1. BANYUWANGI
  2. GAYA HIDUP

Tak hanya motor, dulu sepeda onthel juga dirazia petugas

Bila tidak terdapat kertas pajak (seperti stiker) yang ditempel di sepeda hansip akan menggantol sepeda tersebut.

Tentrem dan sepeda onthelnya. ©2016 Merdeka.com Reporter : Mohammad Ulil Albab | Sabtu, 16 April 2016 11:48

Merdeka.com, Banyuwangi - Operasi kendaraan, ternyata tidak hanya berlaku pada kendaraan sepeda motor atau mobil. Pada tahun 1970-an operasi kendaraan seperti sepeda ontel juga sering dilakukan. Hal ini diceritakan oleh Tentrem (60) pedagang sepeda onthel kuno peninggalan Belanda, di Kampung Songo, Dusun Kaliwungu, Kecamatan Tegaldlimo.
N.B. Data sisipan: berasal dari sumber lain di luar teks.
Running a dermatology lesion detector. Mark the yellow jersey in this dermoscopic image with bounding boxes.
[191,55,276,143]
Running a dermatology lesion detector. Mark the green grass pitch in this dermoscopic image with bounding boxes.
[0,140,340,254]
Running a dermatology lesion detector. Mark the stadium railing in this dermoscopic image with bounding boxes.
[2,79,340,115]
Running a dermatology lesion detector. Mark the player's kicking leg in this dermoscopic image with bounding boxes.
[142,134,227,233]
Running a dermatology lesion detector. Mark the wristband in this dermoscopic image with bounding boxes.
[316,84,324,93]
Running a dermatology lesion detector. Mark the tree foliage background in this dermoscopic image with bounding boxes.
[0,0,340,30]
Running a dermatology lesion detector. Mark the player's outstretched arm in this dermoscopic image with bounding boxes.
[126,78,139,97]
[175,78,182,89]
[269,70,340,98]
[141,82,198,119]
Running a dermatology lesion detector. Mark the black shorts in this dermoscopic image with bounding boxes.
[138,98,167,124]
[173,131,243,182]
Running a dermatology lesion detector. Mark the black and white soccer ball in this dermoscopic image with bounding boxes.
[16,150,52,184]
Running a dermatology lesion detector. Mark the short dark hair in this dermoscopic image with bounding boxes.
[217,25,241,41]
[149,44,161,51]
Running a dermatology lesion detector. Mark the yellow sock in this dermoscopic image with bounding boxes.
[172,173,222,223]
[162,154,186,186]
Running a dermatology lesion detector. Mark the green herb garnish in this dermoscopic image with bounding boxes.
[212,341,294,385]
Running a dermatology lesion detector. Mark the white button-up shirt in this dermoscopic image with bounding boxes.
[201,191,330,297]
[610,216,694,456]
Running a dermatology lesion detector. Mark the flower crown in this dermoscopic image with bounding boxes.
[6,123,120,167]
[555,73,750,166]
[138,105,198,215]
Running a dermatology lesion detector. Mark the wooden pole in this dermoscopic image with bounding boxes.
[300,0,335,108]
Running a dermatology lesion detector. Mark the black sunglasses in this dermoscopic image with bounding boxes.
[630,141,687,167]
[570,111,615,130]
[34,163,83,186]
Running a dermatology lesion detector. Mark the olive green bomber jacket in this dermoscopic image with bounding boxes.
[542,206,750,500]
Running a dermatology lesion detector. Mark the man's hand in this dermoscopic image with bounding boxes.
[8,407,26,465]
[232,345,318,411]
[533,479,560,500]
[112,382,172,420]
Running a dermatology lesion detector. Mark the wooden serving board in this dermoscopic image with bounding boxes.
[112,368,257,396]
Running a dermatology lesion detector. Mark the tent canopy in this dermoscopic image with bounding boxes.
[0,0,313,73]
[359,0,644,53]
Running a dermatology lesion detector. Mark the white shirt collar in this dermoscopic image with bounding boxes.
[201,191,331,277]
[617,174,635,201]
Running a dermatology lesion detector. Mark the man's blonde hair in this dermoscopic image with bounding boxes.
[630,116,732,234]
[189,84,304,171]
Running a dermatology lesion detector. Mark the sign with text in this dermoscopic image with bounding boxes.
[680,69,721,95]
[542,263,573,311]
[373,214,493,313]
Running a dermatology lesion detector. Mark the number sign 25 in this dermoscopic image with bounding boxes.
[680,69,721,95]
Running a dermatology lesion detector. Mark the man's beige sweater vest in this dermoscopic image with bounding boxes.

Tentrem sudah jualan sepeda onthel kuno sejak tahun 1975. Pria kelahiran 1956 ini, pada tahun 1970-an masih terhitung usia remaja. Selain jual sepeda onthel, Tentrem juga sesekali berdagang kayu, sembako, anyaman bambu dan apapun yang bisa di jual ke Pasar Kecamatan Muncar. Jarak pasar hanya sekitar 8 kilometer dari Kecamatan Tegaldlimo.

Tentrem masih ingat betul bagaimana Hansip setiap hari Senin selalu standby di sepanjang jalan menuju pasar atau jalur perdagangan. Para Hansip tersebut akan mengamati setiap jengkal dari sepeda onthel yang dikendarai masyarakat. Bila tidak terdapat kertas pajak (seperti stiker) yang ditempelkan di sepeda, Hansip akan menggantol sepeda tersebut.

“Jadi hansip-hansip yang ditugaskan dari kantor desa atau kecamatan itu membawa gantol (tongkat untuk menggantol sepeda). Surat pajak namanya Peneng. Tiap tahun harus beli Peneng. Kalau tidak punya, enggak boleh jalan sama Hansip. Suruh bayar, nanti dikasih Peneng,” kenang Tentrem kepada Merdeka Banyuwangi, Sabtu (9/4).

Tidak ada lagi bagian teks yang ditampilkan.